In a BIG win for brand owners, the U.S. Supreme Court has ruled that the plaintiff in a trademark infringement claim is not required to prove willfulness when seeking an award of a defendant’s profits under Section 1117(a) of the Lanham Act.
The high court’s unanimous decision in Romag Fasteners, Inc. v. Fossil Group Inc. settles a long-time split among the federal circuit courts regarding whether proof of a defendant’s willfulness is a prerequisite to securing a disgorgement of profits.
The Third, Fourth, Fifth, Seventh and Eleventh circuits, similarly to the Supreme Court, had not required a willfulness finding as a prerequisite to disgorgement of ill-gotten profits. However, the First, Second, Sixth, Eighth, Ninth, Tenth and District of Columbia circuits had applied a contrary rule. The Romag Fasteners decision settles the question for all trial courts, precluding a requirement that a brand owner show that the defendant acted willfully in the accused infringement.
Proving willfulness is particularly difficult for brand owners because it requires evidence of a defendant’s knowledge or intentions.
The legal question before the Supreme Court hinged on the precise text of several subsections of the Lanham Act.
For a trademark dilution claim §1125(c), the Lanham Act explicitly requires proof of willfulness as a precondition for a profits award. But it has never included such a requirement for a trademark infringement or unfair competition claim, such as the false or misleading use of trademarks under §1125(a).
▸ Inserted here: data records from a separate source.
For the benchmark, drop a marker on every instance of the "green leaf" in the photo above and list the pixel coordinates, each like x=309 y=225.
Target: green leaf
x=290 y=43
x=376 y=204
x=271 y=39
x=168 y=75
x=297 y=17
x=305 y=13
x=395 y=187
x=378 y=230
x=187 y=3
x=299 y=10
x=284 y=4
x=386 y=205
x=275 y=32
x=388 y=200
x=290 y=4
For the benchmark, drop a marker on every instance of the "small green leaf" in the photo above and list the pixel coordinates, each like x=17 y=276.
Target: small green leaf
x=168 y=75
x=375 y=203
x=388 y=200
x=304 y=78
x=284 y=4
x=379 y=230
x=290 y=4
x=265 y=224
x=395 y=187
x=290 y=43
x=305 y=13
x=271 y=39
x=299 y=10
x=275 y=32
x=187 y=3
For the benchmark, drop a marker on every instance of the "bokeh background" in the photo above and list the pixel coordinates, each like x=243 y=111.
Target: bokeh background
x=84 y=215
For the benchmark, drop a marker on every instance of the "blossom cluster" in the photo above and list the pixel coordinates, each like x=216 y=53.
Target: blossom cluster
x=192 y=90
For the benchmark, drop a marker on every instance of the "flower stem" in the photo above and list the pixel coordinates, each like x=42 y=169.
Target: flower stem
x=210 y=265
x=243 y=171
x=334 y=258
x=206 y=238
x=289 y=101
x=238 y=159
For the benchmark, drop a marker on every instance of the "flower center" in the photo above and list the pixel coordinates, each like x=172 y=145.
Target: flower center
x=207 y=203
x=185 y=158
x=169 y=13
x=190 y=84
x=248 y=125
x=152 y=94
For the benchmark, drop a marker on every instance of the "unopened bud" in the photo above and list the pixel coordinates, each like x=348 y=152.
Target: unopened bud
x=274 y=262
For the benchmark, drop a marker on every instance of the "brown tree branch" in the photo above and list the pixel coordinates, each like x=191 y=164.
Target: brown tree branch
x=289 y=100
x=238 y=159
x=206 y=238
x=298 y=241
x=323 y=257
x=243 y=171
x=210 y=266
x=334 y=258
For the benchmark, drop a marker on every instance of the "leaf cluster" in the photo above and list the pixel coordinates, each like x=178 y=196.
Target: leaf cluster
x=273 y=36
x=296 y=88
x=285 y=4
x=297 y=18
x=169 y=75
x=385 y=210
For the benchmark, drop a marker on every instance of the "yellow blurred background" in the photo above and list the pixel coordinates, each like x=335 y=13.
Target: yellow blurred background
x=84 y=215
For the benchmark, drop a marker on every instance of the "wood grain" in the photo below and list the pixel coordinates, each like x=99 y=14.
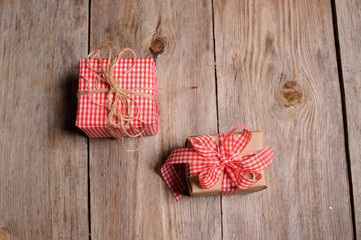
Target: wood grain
x=277 y=71
x=129 y=199
x=43 y=163
x=349 y=35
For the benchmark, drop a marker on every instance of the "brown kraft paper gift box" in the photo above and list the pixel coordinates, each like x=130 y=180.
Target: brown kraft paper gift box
x=257 y=143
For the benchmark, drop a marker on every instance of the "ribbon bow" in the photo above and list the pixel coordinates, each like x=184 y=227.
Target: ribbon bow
x=209 y=161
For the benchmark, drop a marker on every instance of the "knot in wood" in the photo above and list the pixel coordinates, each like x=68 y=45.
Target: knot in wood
x=157 y=46
x=291 y=93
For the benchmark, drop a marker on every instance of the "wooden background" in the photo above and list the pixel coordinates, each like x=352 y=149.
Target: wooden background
x=291 y=68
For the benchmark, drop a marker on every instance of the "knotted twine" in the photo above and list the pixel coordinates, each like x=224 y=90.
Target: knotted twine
x=115 y=93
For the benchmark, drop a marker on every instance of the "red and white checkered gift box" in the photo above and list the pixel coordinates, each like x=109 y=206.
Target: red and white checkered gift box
x=209 y=161
x=92 y=117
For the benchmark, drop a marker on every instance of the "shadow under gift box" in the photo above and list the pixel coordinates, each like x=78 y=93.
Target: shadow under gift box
x=257 y=143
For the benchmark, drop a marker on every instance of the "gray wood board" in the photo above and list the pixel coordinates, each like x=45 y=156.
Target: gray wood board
x=349 y=35
x=277 y=71
x=129 y=198
x=43 y=164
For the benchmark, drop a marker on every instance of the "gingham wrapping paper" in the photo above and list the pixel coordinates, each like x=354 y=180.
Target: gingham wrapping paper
x=92 y=118
x=209 y=161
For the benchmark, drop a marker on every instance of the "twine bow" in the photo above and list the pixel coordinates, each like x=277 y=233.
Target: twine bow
x=209 y=161
x=115 y=93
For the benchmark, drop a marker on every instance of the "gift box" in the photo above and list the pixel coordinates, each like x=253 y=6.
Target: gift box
x=129 y=97
x=220 y=164
x=257 y=143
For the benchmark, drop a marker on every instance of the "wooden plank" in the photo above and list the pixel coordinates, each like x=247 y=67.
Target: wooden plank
x=277 y=71
x=349 y=35
x=129 y=199
x=43 y=164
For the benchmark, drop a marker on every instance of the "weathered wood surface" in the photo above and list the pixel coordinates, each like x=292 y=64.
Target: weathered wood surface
x=349 y=35
x=129 y=199
x=43 y=164
x=277 y=71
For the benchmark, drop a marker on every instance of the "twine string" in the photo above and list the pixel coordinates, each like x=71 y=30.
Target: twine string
x=116 y=94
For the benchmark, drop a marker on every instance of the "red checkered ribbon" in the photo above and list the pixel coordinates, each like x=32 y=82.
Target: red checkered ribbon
x=209 y=160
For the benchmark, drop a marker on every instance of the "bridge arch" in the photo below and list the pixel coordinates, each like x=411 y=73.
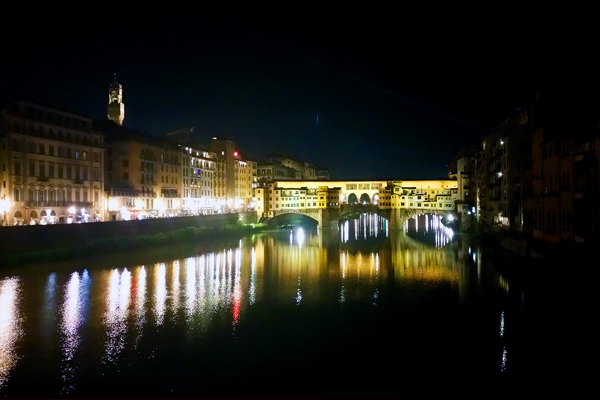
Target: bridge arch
x=295 y=218
x=352 y=199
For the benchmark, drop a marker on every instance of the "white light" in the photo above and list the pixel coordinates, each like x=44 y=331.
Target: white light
x=4 y=205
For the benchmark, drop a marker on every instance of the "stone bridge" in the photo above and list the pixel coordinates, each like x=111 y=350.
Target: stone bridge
x=330 y=216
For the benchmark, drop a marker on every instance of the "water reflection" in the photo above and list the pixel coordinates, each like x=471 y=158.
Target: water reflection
x=74 y=309
x=232 y=291
x=115 y=318
x=10 y=326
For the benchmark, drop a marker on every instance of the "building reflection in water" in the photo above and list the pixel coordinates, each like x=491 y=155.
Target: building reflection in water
x=298 y=268
x=116 y=316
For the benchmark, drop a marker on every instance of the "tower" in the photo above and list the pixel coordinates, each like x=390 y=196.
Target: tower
x=115 y=108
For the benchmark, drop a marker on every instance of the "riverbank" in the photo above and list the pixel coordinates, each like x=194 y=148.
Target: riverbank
x=129 y=242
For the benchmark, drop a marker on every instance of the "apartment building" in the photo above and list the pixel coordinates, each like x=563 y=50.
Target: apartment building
x=52 y=165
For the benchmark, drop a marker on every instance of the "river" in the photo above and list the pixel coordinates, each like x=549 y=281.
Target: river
x=359 y=311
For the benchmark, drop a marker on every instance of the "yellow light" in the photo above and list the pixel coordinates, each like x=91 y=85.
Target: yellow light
x=112 y=205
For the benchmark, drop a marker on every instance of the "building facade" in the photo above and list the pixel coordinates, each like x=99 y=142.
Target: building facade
x=52 y=162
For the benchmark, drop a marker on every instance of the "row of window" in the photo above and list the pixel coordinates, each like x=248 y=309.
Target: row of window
x=60 y=171
x=49 y=150
x=50 y=195
x=58 y=135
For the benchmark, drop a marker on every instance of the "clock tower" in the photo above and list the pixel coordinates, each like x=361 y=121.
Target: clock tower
x=115 y=108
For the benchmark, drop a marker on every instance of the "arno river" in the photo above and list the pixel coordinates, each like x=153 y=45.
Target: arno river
x=362 y=311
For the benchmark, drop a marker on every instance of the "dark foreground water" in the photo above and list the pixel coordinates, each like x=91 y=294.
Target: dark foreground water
x=357 y=312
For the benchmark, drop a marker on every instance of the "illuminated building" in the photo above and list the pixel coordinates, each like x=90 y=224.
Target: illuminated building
x=279 y=167
x=52 y=164
x=426 y=195
x=272 y=200
x=143 y=174
x=115 y=108
x=199 y=168
x=237 y=179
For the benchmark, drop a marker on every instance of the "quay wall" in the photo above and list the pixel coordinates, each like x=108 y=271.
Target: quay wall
x=23 y=239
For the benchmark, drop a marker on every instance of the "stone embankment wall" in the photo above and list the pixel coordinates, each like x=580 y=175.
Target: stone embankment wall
x=22 y=239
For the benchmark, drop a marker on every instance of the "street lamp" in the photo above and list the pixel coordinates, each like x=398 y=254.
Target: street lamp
x=4 y=205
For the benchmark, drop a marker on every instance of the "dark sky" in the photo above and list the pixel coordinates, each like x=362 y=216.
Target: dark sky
x=397 y=91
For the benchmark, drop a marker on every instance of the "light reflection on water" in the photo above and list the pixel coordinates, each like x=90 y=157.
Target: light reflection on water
x=73 y=316
x=141 y=308
x=10 y=326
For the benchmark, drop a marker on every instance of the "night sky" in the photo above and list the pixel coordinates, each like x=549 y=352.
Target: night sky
x=370 y=93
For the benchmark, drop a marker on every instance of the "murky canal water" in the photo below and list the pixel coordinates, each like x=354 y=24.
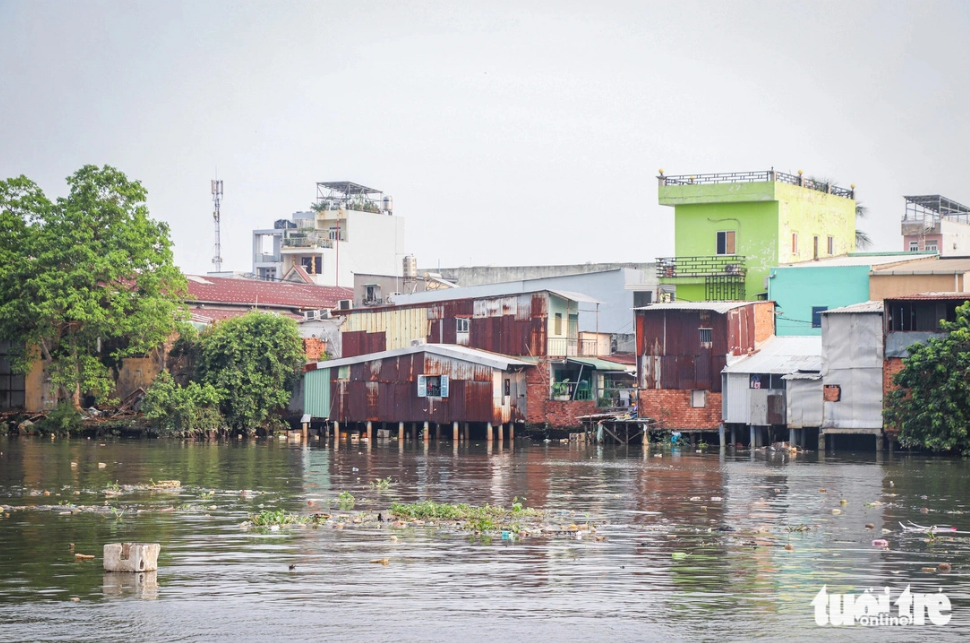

In a trademark or unfair competition matter, under §1125(a), the Lanham Act creates a civil cause of action against any person who in the connection with any goods or services uses in commerce any word, term, name, symbol, or device, or any false or misleading description of fact, which is likely to:
- cause confusion; or
- cause mistake; or
- deceive as to the affiliation, connection, or association of such person with another
The statutory text states that if a brand owner establishes likelihood of confusion, mistake, or deception under §1125(a), then the courts must look to §1117(a), which excludes any mention of willfulness and provides for the following types of monetary recovery: “(1) defendant’s profits, (2) any damages sustained by the plaintiff, and (3) the costs of the action.”
At oral argument, Justices Ruth Bader Ginsburg and Neil Gorsuch questioned why, if Congress had wanted to impose a willfulness requirement, it did not simply write one into the Lanham Act. Justice Ginsburg noted that the legislature actually included “willfulness” in other parts of the statute, but failed to include it within the statutory text in §1125(a).
In the April 23, 2020 opinion, Justice Gorsuch declared that the Lanham Act’s remedies provision for trademark violations “has never required such a showing of willfulness to win a defendant’s profits.” He cautioned lower courts to resist the temptation of reading such a requirement into a law, especially when Congress “included the term in question elsewhere in the very same statutory provision.”
Justice Gorsuch wrote, “we do not doubt that a trademark defendant’s mental state is a highly important consideration in determining whether an award of profits is appropriate,” but that such a consideration “is a far cry from insisting on the inflexible precondition” of requiring a finding of willfulness.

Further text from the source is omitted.